Aber ich kenne die Probleme das soll ja alles nichts kosten und da du ja nur eine einfache Ja/nein Aussage brauchst würde ich das auch für zu teuer erachten. Also wie gesagt dem Bediener der Entscheidet ob die Palette Umreift wird oder nicht eine Art Abdeckung geben die du Abfragst z.B. wenn es sich um eine Europalette handelt kannst du ja dazwischen den unteren und oberen Brettern durchschauen und hier einen Platz vorsehen wo der Bediener eine Haftetikette anbringt die dann deine LS unterbricht. Dieses Signal fragst du ab wenn die Palette positioniert ist.  

HDD


----------



## Unregistrierter gast (13 März 2007)

Zimbo30 schrieb:


> Nix. Aber ich wüsste jetzt nicht wie ich das verwirklichen soll oder wie das genau funktioniert. Farbsensor von Sick liegt so bei 600€



Für Simatic findest du den Kram unter "Moby Identifikationssystem"


----------



## Zimbo30 (13 März 2007)

Das mit dem RFID hört sich sehr interessant an.
Reflexionsfolie aus Meterware auf den Palettenfuß kleben wird auf Dauer
denke ich mal ziemlich teuer. Und weiß auch nicht ob die Kleber hinterher beim Kunden landen und wir Probleme bekommen.


----------



## nade (13 März 2007)

Also würde das spontan zu Gundula´s erstem Vorschlag tendieren. Fiel mir ein wosch noch 2 Beiträge vorher war, wurde aber bereits erwähnt. Weitere Idee die 2 Taster ob gestretcht oder nicht vom Befehlsstand an die erstmögliche Stelle verlegen, so das nur bei Größeren eingriffen wieder zum Befehlsstand zurück "gerannt" werden müßte. Wäre dahingehend nur nur die Frage ist es Sicherheitstechnisch möglich, und würde dadurch eine Zeiteinsparung wieder zu nichte, weil weitere Prozesse von da aus gesteuert werden.
Das mit dem Bar-code evtl durch einen Empfängerunabhängigen Platz und Code zu verwirklichen?


----------



## cmm1808 (14 März 2007)

Hallo,

ich habe mal ne Frage.

Wa steht denn auf den Palettenschein? EAN,NVE

Du sagst, der Schein wird auf die Stelle aufgeklebt, so wie der Kunde es braucht.

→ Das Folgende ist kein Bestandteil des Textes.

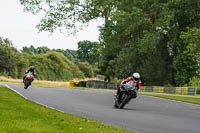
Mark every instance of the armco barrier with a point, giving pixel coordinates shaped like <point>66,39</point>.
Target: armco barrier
<point>157,89</point>
<point>170,90</point>
<point>100,84</point>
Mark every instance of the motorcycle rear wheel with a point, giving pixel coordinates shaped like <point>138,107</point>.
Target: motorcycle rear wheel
<point>124,101</point>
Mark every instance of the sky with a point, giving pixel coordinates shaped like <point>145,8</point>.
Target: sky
<point>20,28</point>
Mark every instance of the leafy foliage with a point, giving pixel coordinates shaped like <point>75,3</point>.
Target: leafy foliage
<point>88,51</point>
<point>159,39</point>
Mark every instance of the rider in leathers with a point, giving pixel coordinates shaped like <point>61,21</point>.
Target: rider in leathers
<point>32,70</point>
<point>135,78</point>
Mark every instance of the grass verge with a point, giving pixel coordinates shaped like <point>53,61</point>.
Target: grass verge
<point>18,115</point>
<point>183,98</point>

Hierbei handelt es sich um eine europäische Norm "CCG". Das Etikett (oder mehrere) werden in einem Bereich von 400-800mm von der Palettenunterkante erwartet.
Solch einen Bereich kann man im Durchlauf mit einem Schwingspiegelscanner abtasten.

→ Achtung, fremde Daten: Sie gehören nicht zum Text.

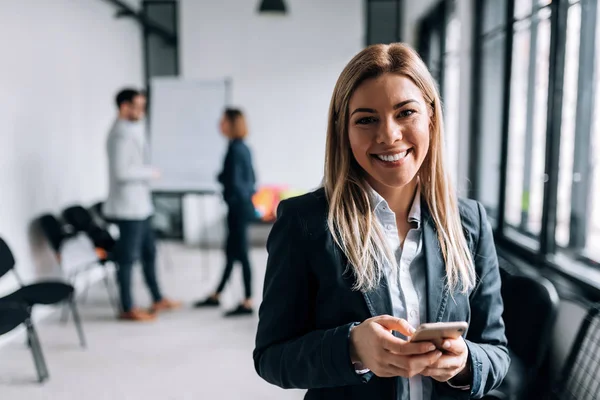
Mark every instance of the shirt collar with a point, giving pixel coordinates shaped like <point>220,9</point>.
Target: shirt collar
<point>379,203</point>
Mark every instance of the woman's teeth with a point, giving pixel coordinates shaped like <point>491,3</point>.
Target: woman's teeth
<point>393,157</point>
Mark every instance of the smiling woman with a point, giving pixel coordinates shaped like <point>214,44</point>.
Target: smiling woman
<point>382,247</point>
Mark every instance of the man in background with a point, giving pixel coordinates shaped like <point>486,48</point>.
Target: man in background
<point>129,204</point>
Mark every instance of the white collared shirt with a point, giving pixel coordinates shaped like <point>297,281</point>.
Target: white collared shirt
<point>407,278</point>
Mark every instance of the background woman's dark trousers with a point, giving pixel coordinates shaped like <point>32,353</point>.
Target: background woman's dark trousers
<point>236,248</point>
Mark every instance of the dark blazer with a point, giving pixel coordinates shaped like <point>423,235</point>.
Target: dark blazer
<point>238,177</point>
<point>308,307</point>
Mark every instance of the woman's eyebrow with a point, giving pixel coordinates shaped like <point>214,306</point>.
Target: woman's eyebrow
<point>372,111</point>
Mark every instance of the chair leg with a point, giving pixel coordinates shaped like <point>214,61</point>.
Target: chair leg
<point>111,292</point>
<point>77,321</point>
<point>36,351</point>
<point>64,315</point>
<point>166,256</point>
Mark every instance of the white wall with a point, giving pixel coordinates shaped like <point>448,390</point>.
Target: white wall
<point>62,64</point>
<point>283,71</point>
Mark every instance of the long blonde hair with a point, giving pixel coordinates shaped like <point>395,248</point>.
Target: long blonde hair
<point>351,219</point>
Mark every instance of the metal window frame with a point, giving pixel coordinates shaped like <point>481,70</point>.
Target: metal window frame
<point>581,189</point>
<point>399,24</point>
<point>543,257</point>
<point>434,21</point>
<point>558,41</point>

Daraus ergibt sich die nächste Frage. Sitzt das Etikett stirnseitig und/oder längsseitig auf der Palette?

Gruß
Christian


----------



## Zimbo30 (14 März 2007)

Hallo,

auf dem Palettenschein steht noch gar nichts. Könnte man aber
Softwaremässig im Planungsprogramm wohl einen EAN drucken. 
Der Palettenschein kann an jeder Seite sein, je nach Kundenwunsch.

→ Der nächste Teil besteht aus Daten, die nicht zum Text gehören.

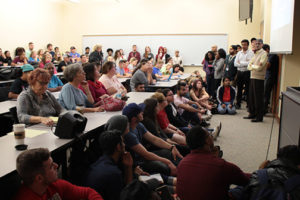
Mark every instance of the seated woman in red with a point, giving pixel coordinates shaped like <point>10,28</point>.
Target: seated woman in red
<point>97,89</point>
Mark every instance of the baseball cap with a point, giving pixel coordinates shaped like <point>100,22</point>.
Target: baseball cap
<point>131,110</point>
<point>27,68</point>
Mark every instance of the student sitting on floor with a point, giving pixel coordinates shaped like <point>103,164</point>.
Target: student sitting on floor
<point>105,175</point>
<point>158,161</point>
<point>203,175</point>
<point>55,83</point>
<point>71,97</point>
<point>36,104</point>
<point>39,175</point>
<point>21,83</point>
<point>226,95</point>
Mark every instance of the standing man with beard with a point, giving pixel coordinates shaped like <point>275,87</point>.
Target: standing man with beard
<point>257,66</point>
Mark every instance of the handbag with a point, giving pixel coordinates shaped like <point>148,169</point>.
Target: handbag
<point>112,104</point>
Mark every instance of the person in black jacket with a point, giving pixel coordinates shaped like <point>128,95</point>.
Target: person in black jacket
<point>225,96</point>
<point>230,69</point>
<point>97,55</point>
<point>275,178</point>
<point>171,110</point>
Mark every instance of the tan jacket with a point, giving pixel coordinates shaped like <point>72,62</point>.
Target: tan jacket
<point>258,65</point>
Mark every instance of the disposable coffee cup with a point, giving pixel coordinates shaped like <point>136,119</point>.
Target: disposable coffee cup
<point>19,132</point>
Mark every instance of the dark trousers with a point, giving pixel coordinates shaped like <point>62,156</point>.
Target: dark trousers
<point>243,78</point>
<point>269,84</point>
<point>217,84</point>
<point>210,84</point>
<point>256,98</point>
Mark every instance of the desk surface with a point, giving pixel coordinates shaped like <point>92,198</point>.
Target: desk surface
<point>8,154</point>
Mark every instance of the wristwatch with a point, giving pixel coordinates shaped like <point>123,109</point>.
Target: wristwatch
<point>172,147</point>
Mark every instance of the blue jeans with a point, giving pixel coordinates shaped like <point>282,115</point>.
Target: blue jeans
<point>231,111</point>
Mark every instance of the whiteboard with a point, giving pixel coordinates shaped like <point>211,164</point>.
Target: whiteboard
<point>192,47</point>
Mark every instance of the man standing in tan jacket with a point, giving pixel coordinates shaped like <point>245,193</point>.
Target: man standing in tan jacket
<point>257,66</point>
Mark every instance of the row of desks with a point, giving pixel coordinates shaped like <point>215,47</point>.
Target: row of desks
<point>8,154</point>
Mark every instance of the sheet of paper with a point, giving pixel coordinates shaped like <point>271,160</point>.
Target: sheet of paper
<point>146,178</point>
<point>30,133</point>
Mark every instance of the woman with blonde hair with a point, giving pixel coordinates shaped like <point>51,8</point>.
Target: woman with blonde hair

Ich glaub mit dem abscannen wird das nix. War auch meine erste Überlegung.

Nochmal eine Frage wenn ich es mit RFID machen würde.
Dann brauche ich ja ein Auswertgerät und ca 500 Transponder(300 Paletten pro Schicht) die ich auf die Palettenoberseite legen würde. 

Oder hab ich noch was vergessen?


----------



## lorenz2512 (14 März 2007)

Hallo,
@ Zimbo: die Transponder sind keine Wegwerfware, die kosten auch was, ich weiß nicht wie es bei Massenware aussieht, soll ja den Barcode ablösen, vielleicht hat da ja schon einer Erfahrungen gesammelt, die Metro hat doch damit schon rumgemacht.


----------



## Zimbo30 (14 März 2007)

Ich möchte die 500 ja auch dann im Umlauf halten und nicht neue kaufen.
Das wär sicher teuer


----------



## cmm1808 (14 März 2007)

Zimbo30 schrieb:


> Hallo,
> 
> auf dem Palettenschein steht noch gar nichts. Könnte man aber
> Softwaremässig im Planungsprogramm wohl einen EAN drucken.
> ...


----------



## Zimbo30 (14 März 2007)

Die Palettenzettel werden direkt vom Planungsprogramm aus gedruckt und an der Produktionsstätte an der Palette angebracht. 
Wenn die Palette gestrecht werden soll ist dies symolisch auf dem Palettenzettel dargestellt. Max Höhe der Palette und soweiter werden nur auf dem Auftragsbericht an der produktionsstätte sichtbar(oder halt im planungsprogramm). Der Palettierer sieht nur ob gestrecht werden soll oder nicht und bei der Palettierung längs/quer oder beides. Und dies wie gesagt ist symbolisch auf dem Palettenschein dargestellt.


----------



## Zimbo30 (15 März 2007)

Hab gestern noch mit einem Techniker von Sick gesprochen. 
Bei RFID wird immer ein ganzer Datensatz von dem Gerät per serieller schnittstelle oder TCP/IP übertragen. Ich dachte es gibt auch einfache Lösung bei der ich einfach nur ne Rückmeldung bekomme das an der Palette ein Transponder vorhanden ist oder auch nicht. 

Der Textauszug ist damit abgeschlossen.